Over the years, I have had many friends ask about learning to sew. I find it funny that  several of them had machines, but didn't know how to thread it, much less know how to sew on it. Umm? One said that her mother gave it to her, another said he found it at a garage sale, yet still another said she just wanted one and paid a small fortune for it. Again Ummmmm? For those who have a sewing machine and can competently use it, bravo! For those of you who have a machine and know nothing about it,,, Ummmmm? and why? Come on now what's the hold up? If you don't have a manual, I know the feeling,  machine manuals can be had on the Internet usually for free or a small price. then there is a wealth of information from individuals in forums and chat rooms. Or ask me, I love the old machines and they are so basic a child can learn. Take a class, from some one who knows how to sew.

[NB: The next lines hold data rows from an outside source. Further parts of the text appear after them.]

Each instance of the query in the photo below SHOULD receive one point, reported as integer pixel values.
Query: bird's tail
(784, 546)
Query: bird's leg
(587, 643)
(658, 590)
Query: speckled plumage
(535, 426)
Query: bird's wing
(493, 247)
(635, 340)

Does it thunk or clunk? Then it sounds like it needs a good cleaning and oiling. That is easy too. Not sure? Take it to a repair man.
The point is you will never learn if you don't explore it.

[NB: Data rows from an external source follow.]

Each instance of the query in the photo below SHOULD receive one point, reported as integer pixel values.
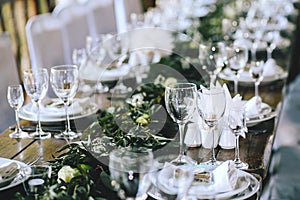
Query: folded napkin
(7, 173)
(151, 38)
(253, 106)
(227, 138)
(225, 177)
(270, 68)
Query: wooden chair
(9, 75)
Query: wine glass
(15, 99)
(211, 105)
(64, 81)
(237, 124)
(256, 72)
(130, 171)
(36, 86)
(180, 99)
(237, 60)
(117, 47)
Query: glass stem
(213, 158)
(68, 127)
(269, 52)
(18, 129)
(237, 150)
(236, 80)
(181, 139)
(38, 126)
(256, 84)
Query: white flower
(136, 99)
(66, 173)
(170, 81)
(160, 79)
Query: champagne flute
(256, 72)
(211, 106)
(180, 99)
(15, 99)
(236, 123)
(212, 58)
(36, 86)
(129, 172)
(237, 60)
(64, 81)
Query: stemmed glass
(15, 99)
(237, 124)
(237, 60)
(180, 99)
(36, 86)
(212, 58)
(211, 105)
(118, 47)
(64, 81)
(129, 171)
(256, 72)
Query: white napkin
(193, 130)
(270, 68)
(253, 106)
(151, 38)
(225, 177)
(227, 138)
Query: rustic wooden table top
(256, 149)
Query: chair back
(9, 76)
(102, 15)
(46, 43)
(76, 25)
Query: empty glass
(36, 86)
(211, 106)
(180, 99)
(64, 81)
(256, 72)
(212, 57)
(129, 172)
(237, 124)
(15, 99)
(36, 179)
(237, 60)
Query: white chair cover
(46, 43)
(76, 25)
(102, 16)
(9, 76)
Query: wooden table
(256, 149)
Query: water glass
(130, 172)
(36, 86)
(64, 81)
(15, 99)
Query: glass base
(241, 165)
(40, 135)
(212, 164)
(19, 135)
(69, 135)
(183, 160)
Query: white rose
(66, 173)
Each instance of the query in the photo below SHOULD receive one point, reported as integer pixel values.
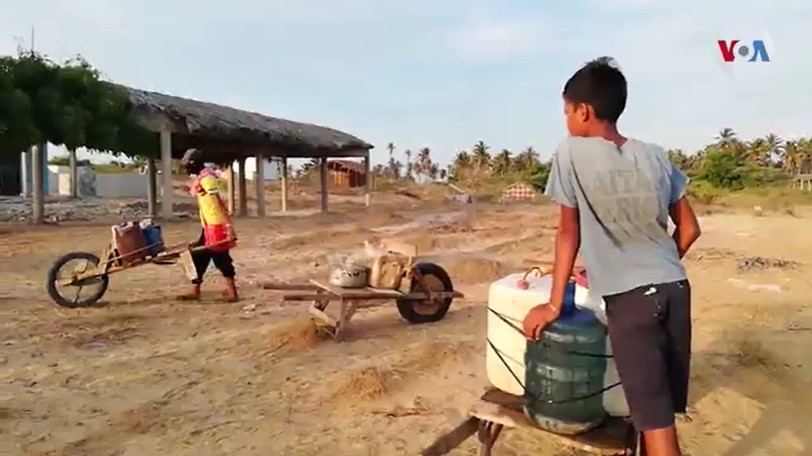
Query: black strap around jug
(570, 352)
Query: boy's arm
(682, 214)
(687, 226)
(567, 244)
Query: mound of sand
(469, 269)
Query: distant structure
(347, 173)
(518, 192)
(802, 182)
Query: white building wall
(271, 169)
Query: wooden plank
(612, 438)
(434, 294)
(288, 286)
(403, 248)
(357, 293)
(452, 439)
(323, 317)
(362, 294)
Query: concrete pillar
(325, 188)
(243, 188)
(72, 171)
(232, 191)
(284, 182)
(152, 188)
(167, 192)
(37, 190)
(259, 184)
(367, 181)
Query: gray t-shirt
(622, 195)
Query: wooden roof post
(324, 185)
(259, 184)
(167, 190)
(232, 192)
(367, 181)
(72, 171)
(38, 167)
(243, 211)
(284, 181)
(152, 188)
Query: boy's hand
(538, 318)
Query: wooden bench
(497, 410)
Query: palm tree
(409, 164)
(757, 151)
(679, 158)
(726, 138)
(481, 157)
(776, 146)
(526, 159)
(501, 163)
(792, 157)
(424, 161)
(462, 161)
(393, 170)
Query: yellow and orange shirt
(207, 190)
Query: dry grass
(364, 384)
(375, 382)
(468, 269)
(299, 334)
(431, 356)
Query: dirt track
(144, 375)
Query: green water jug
(564, 376)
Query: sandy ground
(142, 374)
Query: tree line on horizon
(728, 162)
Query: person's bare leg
(661, 442)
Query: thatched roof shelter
(226, 133)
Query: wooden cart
(428, 299)
(93, 271)
(497, 410)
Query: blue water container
(154, 238)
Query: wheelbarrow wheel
(424, 311)
(71, 295)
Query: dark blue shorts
(650, 328)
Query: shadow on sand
(762, 362)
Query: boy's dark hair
(600, 84)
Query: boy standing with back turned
(615, 196)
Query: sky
(445, 74)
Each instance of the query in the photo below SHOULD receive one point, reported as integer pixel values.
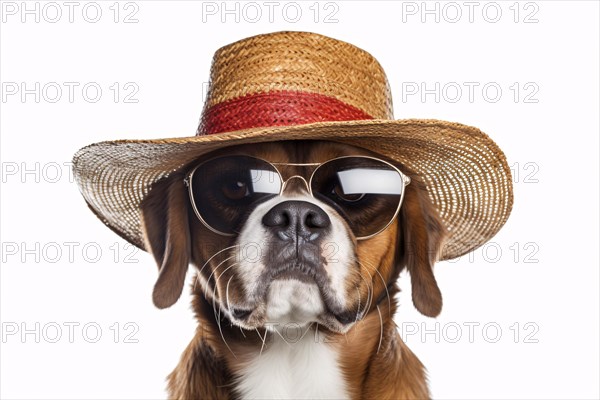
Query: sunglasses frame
(190, 175)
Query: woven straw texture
(466, 174)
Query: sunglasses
(366, 191)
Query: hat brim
(466, 173)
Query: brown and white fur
(292, 345)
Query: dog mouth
(315, 289)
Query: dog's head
(292, 255)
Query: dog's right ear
(166, 229)
(422, 236)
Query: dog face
(294, 257)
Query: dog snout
(290, 220)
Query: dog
(293, 304)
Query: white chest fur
(306, 369)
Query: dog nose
(290, 219)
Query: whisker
(211, 257)
(381, 330)
(264, 340)
(227, 294)
(218, 317)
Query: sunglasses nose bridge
(294, 183)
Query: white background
(538, 278)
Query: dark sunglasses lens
(226, 189)
(367, 192)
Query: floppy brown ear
(422, 237)
(166, 230)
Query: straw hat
(298, 85)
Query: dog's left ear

I first started out on my moms White with a piece of ruled notebook paper. She just said  sew on the lines. When I had mastered a full sheet of paper, I went to a piece of stripe pillow ticking the blue one. Took me awhile but I finally got it right. Then I sewed little squares of scraps together.
If you want it bad enough, it will happen, just don't let that machine go to waste. If you have it learn to use it. You will be glad you did.

Welcome

There is always something on my quilt wall.

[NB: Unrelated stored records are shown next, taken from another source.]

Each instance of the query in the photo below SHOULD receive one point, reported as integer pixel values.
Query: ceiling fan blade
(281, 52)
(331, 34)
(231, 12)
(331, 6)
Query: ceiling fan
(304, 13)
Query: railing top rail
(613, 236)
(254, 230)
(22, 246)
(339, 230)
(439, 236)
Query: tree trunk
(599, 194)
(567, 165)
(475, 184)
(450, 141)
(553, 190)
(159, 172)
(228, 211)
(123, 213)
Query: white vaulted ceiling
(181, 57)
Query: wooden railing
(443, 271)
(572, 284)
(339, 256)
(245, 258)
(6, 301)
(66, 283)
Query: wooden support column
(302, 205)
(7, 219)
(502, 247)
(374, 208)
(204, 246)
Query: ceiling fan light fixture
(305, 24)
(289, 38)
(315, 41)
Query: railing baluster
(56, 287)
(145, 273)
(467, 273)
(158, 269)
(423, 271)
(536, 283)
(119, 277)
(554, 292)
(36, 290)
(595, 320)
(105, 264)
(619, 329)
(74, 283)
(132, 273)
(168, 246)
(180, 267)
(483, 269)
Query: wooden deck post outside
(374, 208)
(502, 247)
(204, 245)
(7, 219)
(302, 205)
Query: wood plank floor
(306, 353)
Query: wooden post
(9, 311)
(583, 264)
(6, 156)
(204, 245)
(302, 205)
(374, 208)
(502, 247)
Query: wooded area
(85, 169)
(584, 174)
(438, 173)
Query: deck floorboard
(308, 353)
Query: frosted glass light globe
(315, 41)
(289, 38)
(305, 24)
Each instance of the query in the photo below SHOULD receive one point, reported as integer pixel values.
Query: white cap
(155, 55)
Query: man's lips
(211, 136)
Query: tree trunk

I welcome you to my blog. My name is Paula and I have been an avid quilter since I was small. My mother taught me to sew. Like many of you it started out with small scraps that I claimed from my moms sewing table and were used mostly for Barbie doll clothes. Of course they wouldn't have hit the Paris runways, but my Barbie never complained. My sister Kay was always drawing pictures of models with her own clothing designs, she was a seamstress too, (I think sewing it ran in the family), so making a tiny tube skirt just came kinda natural for me. I remember my Dad telling me that my Grandmother quilted out of necessity when she was a young married woman and often tore up clothing or boxes of feed sacks she has received from friends and neighbors. I didn't realize then that sewing was as versatile today as it was back then and it seemed like every married woman back then owned her own sewing machine. I was sewing on my moms old White machine by the time I was around 8 years old. Broke a lot of needles, and dealt with many bird nests, but the more I sewed the better I got. I did lots of dolly blankets, most without batting, I did clothing for my dolly's too. Then I graduated to patterns having to figure then out for myself. My Mom got terribly sick and died two years later of leukemia. I gave up sewing after that until I got married and had kids of my own. Then it turned to necessity once again, but this time I found true quilting and have been in love with it ever since.